At times, I am really genuinely happy, and recently that is the person most of my close friends have been seeing... I've been 'up' and excited about things and just in good countenance. But there are other times (both on my own, and when I am with my friends) when I feel so empty and "dead" spiritually but I don't know what to do with those feelings and emotions. I usually end up just pulling back and going to pray on my own, or just go do something else by myself.
I don't feel like I have the prayer support that I want. I don't feel like I am being "spurred on" by others around me.
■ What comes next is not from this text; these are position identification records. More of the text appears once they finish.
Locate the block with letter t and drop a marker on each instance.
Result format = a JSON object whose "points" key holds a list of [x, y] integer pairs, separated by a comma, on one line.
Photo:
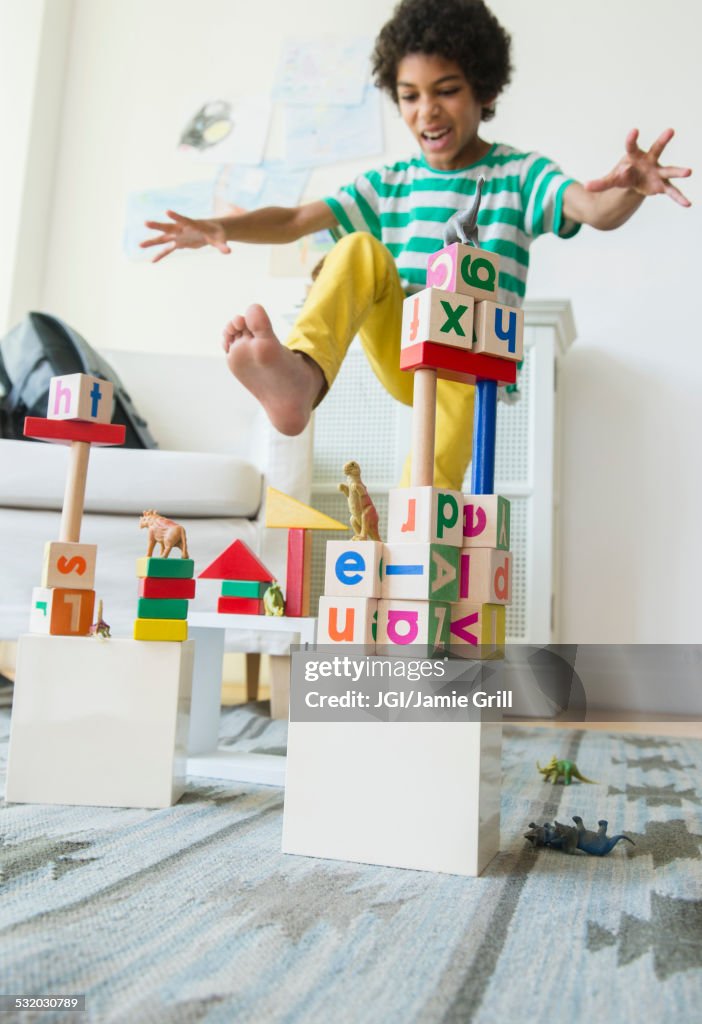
{"points": [[429, 515], [80, 396]]}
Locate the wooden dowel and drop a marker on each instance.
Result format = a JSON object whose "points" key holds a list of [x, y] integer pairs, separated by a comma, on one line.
{"points": [[424, 427], [74, 496]]}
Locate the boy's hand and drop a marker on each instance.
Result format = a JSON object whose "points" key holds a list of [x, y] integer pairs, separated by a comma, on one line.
{"points": [[183, 232], [640, 171]]}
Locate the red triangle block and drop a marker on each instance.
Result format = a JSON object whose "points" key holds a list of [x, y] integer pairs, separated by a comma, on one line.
{"points": [[236, 562]]}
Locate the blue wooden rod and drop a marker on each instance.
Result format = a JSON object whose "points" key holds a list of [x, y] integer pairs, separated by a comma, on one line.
{"points": [[484, 424]]}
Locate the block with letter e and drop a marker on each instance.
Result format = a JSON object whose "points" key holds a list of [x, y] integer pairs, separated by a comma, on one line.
{"points": [[439, 316], [466, 269], [68, 564], [421, 571], [498, 330], [418, 629], [477, 630], [485, 576], [486, 521], [353, 568], [347, 620], [61, 611], [80, 396], [430, 515]]}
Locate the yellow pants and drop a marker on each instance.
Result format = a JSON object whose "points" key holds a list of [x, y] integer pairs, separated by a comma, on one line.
{"points": [[358, 291]]}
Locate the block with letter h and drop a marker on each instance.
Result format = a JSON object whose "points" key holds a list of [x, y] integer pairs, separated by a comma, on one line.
{"points": [[80, 396]]}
The analogy God gave me last night was that I am 'driving' as a car in life... and I've been coming off of a hill and coasting in neutral, and I've been able to keep moving but up ahead there is another hill and in order to climb it I need to get the car back into gear and accellerate. The problem lies in that I can't get the car back into gear. I am rapidly approaching the hill and I know if I don't start accelerating, I am eventually going to slow to a stop, and then roll backwards back down this hill... and that is a big scene that I don't want to do.
I know that God is warning me of this, so that I can be stirred to start the car again, and to keep moving. I think this is why its so emotional and difficult, is that the spirit within me is discerning that I need to step it up and is at unrest with where I am spiritually. I know I'm not where I want to be, but I just don't know how to keep moving.
I also had a 'revelation' about where I am spiritually, and I remembered a vision somebody had for me, or I had myself where there was this plot of land, and on it there was a partially finished foundation that hadn't been completed and a pile of garbage lying on top of the site. It was basically meaning that my life had some garbage that needed to be moved so that the foundation could be built so that eventually a structure could be built. Where I am now, is the garbage has been removed and God has built up a foundation of relationship with me and Him, so the next step is the actual building upon that foundation.
Tying the two vision/analogies together, the mountain I'm about to climb I believe is prayer/intercession... that is, prayer to advance the Kingdom of God through building up myself so I can pour into others (Access cell group), building up others/strengthening others and praying for God to move etc...
Also, I was having a hard time at our church service this morning, and I think what it was, is I was feeling conviction that I was not 'right with God' and couldn't praise and worship when I was feeling so unsettled, so I needed to just go and pray. I felt better after expressing some of my heart, and just crying a little and sharing how completely confused I was. I ended up realizing that I needed to take authority over my thoughts and the enemy and make sure he wasn't allowed to play with my head and confuse me. I quoted a couple verses about being clear minded so I could pray, and thinking about things that are noble, lovely etc and having the peace of God that transcends all understanding guard my heart and mind in Christ Jesus... it was really comforting to be able to quote God's Word and it made me feel a lot better and cleared my thinking up.
I think this is a time of perseverance and dilligence. I am going to try and set aside my evenings this week for prayer and building up of myself. My goal is to avoid movies/TV and frivilous things unless I'm doing something for the Kingdom...
Well, I've got stuff to do today, cya.